Seu filho é hétero? Coitado! Mas, não se preocupe, é apenas modismo, ele quer ser hétero só porque viu aquele casal hétero na novela, bobo. Aliás que pouca vergonha se tornou a televisão e o cinema?! Exibem cenas de sexo hétero a todo momento. Isso devia ser proibido, pois pode obrigar as crianças a se tornarem heterossexuais. Mas a bem da verdade os heterossexuais são seres promíscuos. P-R-O-M-Í-S-C-U-O-S! Não podem ver um rabo-de-saia que já estão gritando “gostosa”, são pervertidos. Ou você já viu um grupo de pedreiros gays gritando “tesão” quando passa o vizinho sarado? E quando se reúnem vários héteros, então? É uma putaria sem fim. É só ter uma micareta, um festival de axé, que os héteros ficam se pegando feito animais no cio, e no dia seguinte a rua fica cheia de camisinhas usadas.

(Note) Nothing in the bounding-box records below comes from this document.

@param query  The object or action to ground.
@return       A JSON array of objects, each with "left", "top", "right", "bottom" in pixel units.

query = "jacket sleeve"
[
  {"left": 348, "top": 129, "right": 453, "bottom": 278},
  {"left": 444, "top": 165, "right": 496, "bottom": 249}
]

Isso sem falar na competência dos héteros. Por que uma empresa contrataria alguém tão conformado, sem criatividade e que vai dar em cima de todas as funcionárias, como um heterossexual? Não, não, héteros precisam de cartilhas a todo momento, para dizer o que é certo ou errado, não contrate-os. Fora isso, eles costumam sair à noite e ir a boates e ficam beijando na frente de pessoas que não estão acostumadas a ver isso, eles deviam se dividir em grupos, se afastar da sociedade e colocar na porta: “aviso: boate hétero”.

Onde está a moral hétero, hein? Olha o número de adolescentes grávidas no Brasil! Héteros não amam, eles só pensam em sexo! Dispensa comentar acerca das doenças sexualmente transmissíveis, né? Héteros são lotados delas! Afinal não há mais grupos de risco e sim comportamentos de risco e quem sofre cada vez mais com a AIDS são as mulheres casadas. Héteros são um problema de saúde pública, não sei por que não tratam a heterossexualidade como doença (e ainda querem me impedir de falar heterossexualismo, que frescura!).

Héteros não tem condições de criar uma família. Os homens héteros pensam apenas em futebol e cerveja, largam as esposas em casa para irem aos estádios de futebol, ou para se reunirem com os amigos no bar da esquina. As mulheres héteros só querem saber de cuidar do cabelo, fazer compras e até esquecem os bebês no carro para ir ao shopping. Existem registros de casais héteros, que geraram seus filhos biologicamente, e foram capazes de atirá-los pela janela e até na lagoa. Onde está o futuro de uma criança com um hétero?

Na verdade pode ser falta de espiritualidade. Héteros devem ser pessoas afastadas de Deus, que não sabem seguir as regras do Senhor. O inferno tá cheio de héteros, queimando por suas vidas impuras. E Deus, O ser superior que ama a todos, jamais perdoaria alguém que ama um sexo diferente. Devemos alertá-los para deixarem de ser héteros, antes que seja tarde demais para voltarem a uma vida normal!

E o que é pior é saber que ser hétero é uma opção, uma escolha. Ou você não se lembra? Lembra sim, safado! Quando a criança faz 12 anos, os pais apresentam um menu e perguntam: “Meu filho, você agora precisa decidir se vai gostar de homem ou de mulher. Você prefere ter uma ereção ao ver a Britney Spears ou o Ricky Martin ou ambos?”. É tudo escolha, nós exercemos total controle sobre nossos sentimentos e sexualidade desde o nascimento. Chega disso, chega de heterossexuais, de suportá-los infiltrados na sociedade! Se eu tiver um filho, eu quero que ele seja gay!

*Segundo pesquisa do GGB (Grupo Gay da Bahia) um homossexual é assassinado a cada três dias no Brasil por homofobia. Este texto é dedicado a todos homofóbicos que acham que a orientação sexual define o caráter de uma pessoa e aos militantes da Parada Gay de BH. A propósito: sim, eu acredito em Deus, afinal Ele, como todo bom pai, também acredita em mim e me ama, como eu sou.